August 23rd, 2016
On August 15, Tina Wells Louden marked the day that her daughter, Ashley, would have turned 28.
“It had been eight years since Ashley started using heroin,” reports the Washington Post, “and three years since it killed her.”
Her mother, who lives in Missouri, took a selfie of her face resting on the urn that holds her daughter’s ashes. She posted it to Facebook with a message:
She got her wish regarding the post going viral. At publication time, over 251,000 people had shared it on Facebook.
It is difficult to imagine something as horrific as losing a child. No one would question Tina Wells Louden’s cause for grief, nor her right to anger. Everyone should understand her desire to blame.

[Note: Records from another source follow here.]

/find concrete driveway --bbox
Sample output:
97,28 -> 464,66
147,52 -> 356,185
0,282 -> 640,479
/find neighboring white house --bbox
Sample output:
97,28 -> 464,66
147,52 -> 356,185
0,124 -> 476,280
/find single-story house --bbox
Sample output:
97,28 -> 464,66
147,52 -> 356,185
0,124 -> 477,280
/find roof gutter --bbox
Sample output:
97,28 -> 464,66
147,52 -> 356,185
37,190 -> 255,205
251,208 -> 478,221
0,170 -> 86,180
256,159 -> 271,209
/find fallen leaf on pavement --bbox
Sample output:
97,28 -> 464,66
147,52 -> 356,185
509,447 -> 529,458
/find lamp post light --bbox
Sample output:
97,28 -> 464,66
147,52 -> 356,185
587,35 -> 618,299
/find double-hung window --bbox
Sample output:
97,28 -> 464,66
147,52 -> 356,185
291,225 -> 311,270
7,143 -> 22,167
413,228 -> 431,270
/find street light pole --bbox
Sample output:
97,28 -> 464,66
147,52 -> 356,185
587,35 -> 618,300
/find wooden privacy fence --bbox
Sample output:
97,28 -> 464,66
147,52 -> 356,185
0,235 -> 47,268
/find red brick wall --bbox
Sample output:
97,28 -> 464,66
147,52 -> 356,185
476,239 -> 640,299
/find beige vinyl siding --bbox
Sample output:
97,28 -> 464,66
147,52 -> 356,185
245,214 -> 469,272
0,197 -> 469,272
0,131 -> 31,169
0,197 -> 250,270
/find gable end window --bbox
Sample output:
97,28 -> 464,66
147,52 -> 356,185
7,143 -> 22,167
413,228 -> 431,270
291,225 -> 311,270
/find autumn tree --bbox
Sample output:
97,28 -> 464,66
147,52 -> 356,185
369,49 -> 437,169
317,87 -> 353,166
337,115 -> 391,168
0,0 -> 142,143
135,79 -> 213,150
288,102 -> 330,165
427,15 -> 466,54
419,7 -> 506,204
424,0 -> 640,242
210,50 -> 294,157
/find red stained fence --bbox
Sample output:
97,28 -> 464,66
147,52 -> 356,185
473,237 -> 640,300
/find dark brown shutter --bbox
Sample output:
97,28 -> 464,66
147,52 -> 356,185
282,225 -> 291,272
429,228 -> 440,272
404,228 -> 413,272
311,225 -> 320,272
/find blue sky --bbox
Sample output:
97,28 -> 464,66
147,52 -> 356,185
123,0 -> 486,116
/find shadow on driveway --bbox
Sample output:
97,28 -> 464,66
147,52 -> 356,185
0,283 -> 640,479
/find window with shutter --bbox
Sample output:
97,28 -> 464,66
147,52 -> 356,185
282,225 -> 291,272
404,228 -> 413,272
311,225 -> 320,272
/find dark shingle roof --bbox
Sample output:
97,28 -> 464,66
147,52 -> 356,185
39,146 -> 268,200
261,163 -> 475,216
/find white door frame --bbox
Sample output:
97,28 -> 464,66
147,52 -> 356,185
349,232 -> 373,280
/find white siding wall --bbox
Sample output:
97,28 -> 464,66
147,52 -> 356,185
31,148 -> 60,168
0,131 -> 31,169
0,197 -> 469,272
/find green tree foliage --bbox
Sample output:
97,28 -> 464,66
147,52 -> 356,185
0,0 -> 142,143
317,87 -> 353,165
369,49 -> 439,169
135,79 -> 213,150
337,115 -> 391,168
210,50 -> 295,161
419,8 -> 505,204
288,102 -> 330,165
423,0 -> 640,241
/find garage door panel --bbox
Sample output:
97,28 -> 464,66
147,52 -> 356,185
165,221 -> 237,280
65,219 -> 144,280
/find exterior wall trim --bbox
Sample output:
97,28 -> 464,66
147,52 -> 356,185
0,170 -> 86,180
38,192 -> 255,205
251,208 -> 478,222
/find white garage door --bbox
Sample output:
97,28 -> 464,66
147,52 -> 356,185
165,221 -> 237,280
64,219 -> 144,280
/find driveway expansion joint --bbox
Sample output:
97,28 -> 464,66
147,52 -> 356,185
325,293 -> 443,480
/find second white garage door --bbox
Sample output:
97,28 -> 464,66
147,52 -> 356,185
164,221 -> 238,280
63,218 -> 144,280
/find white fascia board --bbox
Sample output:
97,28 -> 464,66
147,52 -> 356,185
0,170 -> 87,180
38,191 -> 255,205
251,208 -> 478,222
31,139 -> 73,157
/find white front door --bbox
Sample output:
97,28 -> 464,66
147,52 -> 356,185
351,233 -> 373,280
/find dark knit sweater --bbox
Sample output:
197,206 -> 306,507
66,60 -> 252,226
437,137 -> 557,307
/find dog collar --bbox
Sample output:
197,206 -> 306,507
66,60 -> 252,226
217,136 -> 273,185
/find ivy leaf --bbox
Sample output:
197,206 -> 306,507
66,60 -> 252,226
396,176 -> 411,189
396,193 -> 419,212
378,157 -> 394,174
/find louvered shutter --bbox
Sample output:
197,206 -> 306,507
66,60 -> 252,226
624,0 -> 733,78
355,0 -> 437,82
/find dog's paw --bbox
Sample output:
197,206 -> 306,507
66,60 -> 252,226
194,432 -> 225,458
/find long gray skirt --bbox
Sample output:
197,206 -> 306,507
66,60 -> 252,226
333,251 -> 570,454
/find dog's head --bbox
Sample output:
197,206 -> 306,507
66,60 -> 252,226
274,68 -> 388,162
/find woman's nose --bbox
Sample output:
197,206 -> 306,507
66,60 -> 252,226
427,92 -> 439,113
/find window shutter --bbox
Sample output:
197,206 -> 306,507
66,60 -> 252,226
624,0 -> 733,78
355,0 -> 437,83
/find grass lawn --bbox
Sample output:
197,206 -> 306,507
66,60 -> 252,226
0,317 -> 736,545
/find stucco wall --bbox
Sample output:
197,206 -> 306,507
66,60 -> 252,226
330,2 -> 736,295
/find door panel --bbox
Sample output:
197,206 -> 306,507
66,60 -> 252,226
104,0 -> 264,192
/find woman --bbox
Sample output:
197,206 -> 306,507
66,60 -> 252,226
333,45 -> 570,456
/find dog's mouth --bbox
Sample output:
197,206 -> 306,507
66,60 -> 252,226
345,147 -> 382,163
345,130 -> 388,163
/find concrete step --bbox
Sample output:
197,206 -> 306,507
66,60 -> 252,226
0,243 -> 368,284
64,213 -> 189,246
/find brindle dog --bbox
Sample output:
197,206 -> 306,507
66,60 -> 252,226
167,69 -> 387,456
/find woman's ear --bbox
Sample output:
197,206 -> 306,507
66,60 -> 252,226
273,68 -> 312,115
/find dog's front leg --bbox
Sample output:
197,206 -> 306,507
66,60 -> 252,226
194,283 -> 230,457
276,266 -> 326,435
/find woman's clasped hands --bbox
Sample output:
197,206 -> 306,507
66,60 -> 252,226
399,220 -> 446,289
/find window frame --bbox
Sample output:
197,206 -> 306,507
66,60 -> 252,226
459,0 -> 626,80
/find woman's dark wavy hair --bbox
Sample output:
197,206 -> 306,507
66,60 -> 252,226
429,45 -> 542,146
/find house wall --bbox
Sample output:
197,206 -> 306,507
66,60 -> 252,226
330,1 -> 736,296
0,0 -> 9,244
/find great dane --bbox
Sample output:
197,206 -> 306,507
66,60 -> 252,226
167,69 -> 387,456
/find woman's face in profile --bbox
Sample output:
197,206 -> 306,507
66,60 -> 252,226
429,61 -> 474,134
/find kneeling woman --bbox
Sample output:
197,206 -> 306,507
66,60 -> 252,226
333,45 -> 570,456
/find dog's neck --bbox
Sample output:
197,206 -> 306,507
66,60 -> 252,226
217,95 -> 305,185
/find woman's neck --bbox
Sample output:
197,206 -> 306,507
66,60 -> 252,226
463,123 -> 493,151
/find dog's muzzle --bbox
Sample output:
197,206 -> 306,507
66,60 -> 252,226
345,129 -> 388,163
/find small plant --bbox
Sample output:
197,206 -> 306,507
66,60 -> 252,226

The purpose of this post is not to criticize her.
But it is to dispute the narrative that drug dealers are primarily to be blamed and targeted for heroin-related deaths.
We should object to such sentences on humanitarian grounds. We should do so in the knowledge that in most cases, dealers’ customers are making their own choices to buy; that many drug dealers are from poor communities and many struggle with drug problems themselves; that many people who use drugs share them, or buy for friends, making the line between “user” and “dealer” frequently meaningless; that drug dealers, as much as anybody else, come from what Tina Wells Louden refers to as “our families.”
But even if you don’t find such sentences, driven by a desire for revenge, to be inhumane, you ought to acknowledge that they are ineffective—that for every drug dealer locked away, three more will take their place; that many decades of fighting a War on Drugs have failed to reduce the demand for heroin and other drugs.
If Ashley had died from alcohol poisoning, it is unlikely that her mother would have posted this kind of criticism of the person who works at the local liquor store. We need to ask ourselves why that is, what the difference is here—and to remind ourselves that the biggest reason heroin is illegal while alcohol is not is racism.
If we want to get angry about drug-related deaths—and we should—the targets of our anger should be rather different.
Let’s get angry that the prohibition of heroin and other drugs means that people who use them—and remember, however hard we try, we can’t stop large numbers of people from using them—have zero guarantees regarding the identity, purity and dosage of what they buy, jeopardizing their safety.
Let’s get angry that many basic services that have been proven to keep people who use drugs safer are inadequately provided or not provided at all in the US. Needle exchanges to prevent the spread of HIV/AIDS and other blood-borne diseases are still not as widespread or well funded as they should be. Naloxone, the lifesaving overdose reversal drug, is still not available everywhere it should be. Methadone and burprenorphine, maintenance drugs that hugely reduce mortality, are inexplicably restricted. Heroin-assisted treatment and supervised injection facilities, unequivocally successful at reducing deaths among heroin users in places like Switzerland and Canada, are still banned.
Let’s get really angry at the hypocrisy of lawmakers who wring their hands at heroin-related deaths, yet block or fail to back interventions that are demonstrated to work—either because their misguided ideology baulks at accepting the reality of continuing drug use, or because they’re afraid that their constituents will feel that way. (For good measure, the inequalities, poverty and other social factors that often drive addiction are significantly influenced by politicians, too.)
Tina Wells Louden’s post is understandable. But if only a quarter of a million people could have been encouraged to look at the real culprits behind the bereavements of so many people like her.